A trip to Nude-ia

You know how the wardrobe in “The Chronicles of Narnia” transports the Pevensies to the land of Narnia? The changing room at the Finnish sauna I visited with two friends in Saxony was something like that. Only instead of Narnia, we entered Naked-ia, or perhaps Nude-ia.

My students often ask if Americans are really as conservative or as modest as they hear. I’m never quite certain how to answer, but after visiting the sauna I think I can better answer the question — in a word, yes. We are uncomfortable with nudity and don’t allow it to be shown on TV or in magazines (obviously there are some exceptions). Being naked is shameful, improper and something that should never be done in public — unless you’re at Sauvie Island. We don’t even make exceptions for Janet Jackson, you guys. And if she isn’t entitled to the occasional freebie flash, who is?

So back to Nude-ia. My N├╝rnberg-dwelling friend Megan and I visited Annie in Saxony a couple of weeks ago and decided to check out a Finnish sauna in her little town. Megan and I were both sure to pack swimsuits and we headed toward the sauna with trepidation. We enjoyed the snow flurries but should have spent more time enjoying our last fleeting moments of naivete:

O, to be young again. Photo by Megan.

We arrived and explained why we were there: to get our sauna on. Did we have bathrobes? No. Had we been to a sauna before? No. The kind man at the front desk pointed out the facility’s hot spots (get it?) in hushed tones, but not a word was whispered about what we should wear or the proper order of our sauna-hopping. Dampfbad, scented sauna, super hot sauna? Sauna until you’re about to pass out and jump in the frozen outdoor pool, sweat-lodge style? We will never know.

I think we knew deep down inside that we would have to get naked, but we held on to our last bit of hope — and the sashes to our borrowed bathrobes — to take a peek outside the door of the changing room, where our worst fears were confirmed: naked people everywhere.

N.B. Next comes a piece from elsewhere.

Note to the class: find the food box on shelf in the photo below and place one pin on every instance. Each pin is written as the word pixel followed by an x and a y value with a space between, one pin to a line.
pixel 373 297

Back to the lockers with our bathing suits, and with them the last shreds of dignity.

What ensued was a lot of confusion, awkward laughter and strategic towel placement. We never really figured out if there was a proper sequence to the art of sauna, but did learn that when in a sauna with people who are not your friends, it’s apparently only okay to communicate via gestures and facial expressions. For example, a face displaying panic and anxiety means “let’s get out of here.” A raised eyebrow and a nudge indicates “should we hop into this here hot tub or is it simply a rinsing tub and why is it so small? How can we best avoid looking out of place?” (Never found out the answer to that second query.)

We opted out of dining at the sauna’s restaurant — something about eating with actual silverware while surrounded by fellow bathrobed sauna-goers felt strange to me, but we did take advantage of the Ruheraum (roughly translated: peaceful room) and its hanging beds. There are some tiny photos of it at the sauna’s website if you are looking for a better mental image! For some reason we didn’t think it would be appropriate to take pictures inside the sauna — that would be a rookie mistake and by this point we were sauna savants.

A few days ago I was speaking to a colleague about the sauna and she recommended a few in Munich that have days specifically set aside for women. I tried to explain why it was such a strange experience for an American and ended up saying something about how we aren’t comfortable with our bodies and we are “nie nackt,” which I immediately realized translates to never nude. “Arrested Development” fans should understand why I started laughing uncontrollably at that exact moment (a character on the show is a “never nude” and wears jean shorts all of the time, even while showering).

I tend to think of Germans as being a very serious people, and as I was relaxing on the hanging bed (between watching the snow fall outside and wondering if the tassled rope dangling above my head would set off an alarm or merely turn on a reading light) I realized how very serious they can be…about relaxing. And being naked. There is a “free body movement” (Freikorperkultur, or FKK for short) in Germany that basically embraces the concept of being comfortable being naked. I hear you can find FKK-ers doing what they do best on a sunny day in the Englischer Garten. Something tells me Janet would be welcome there.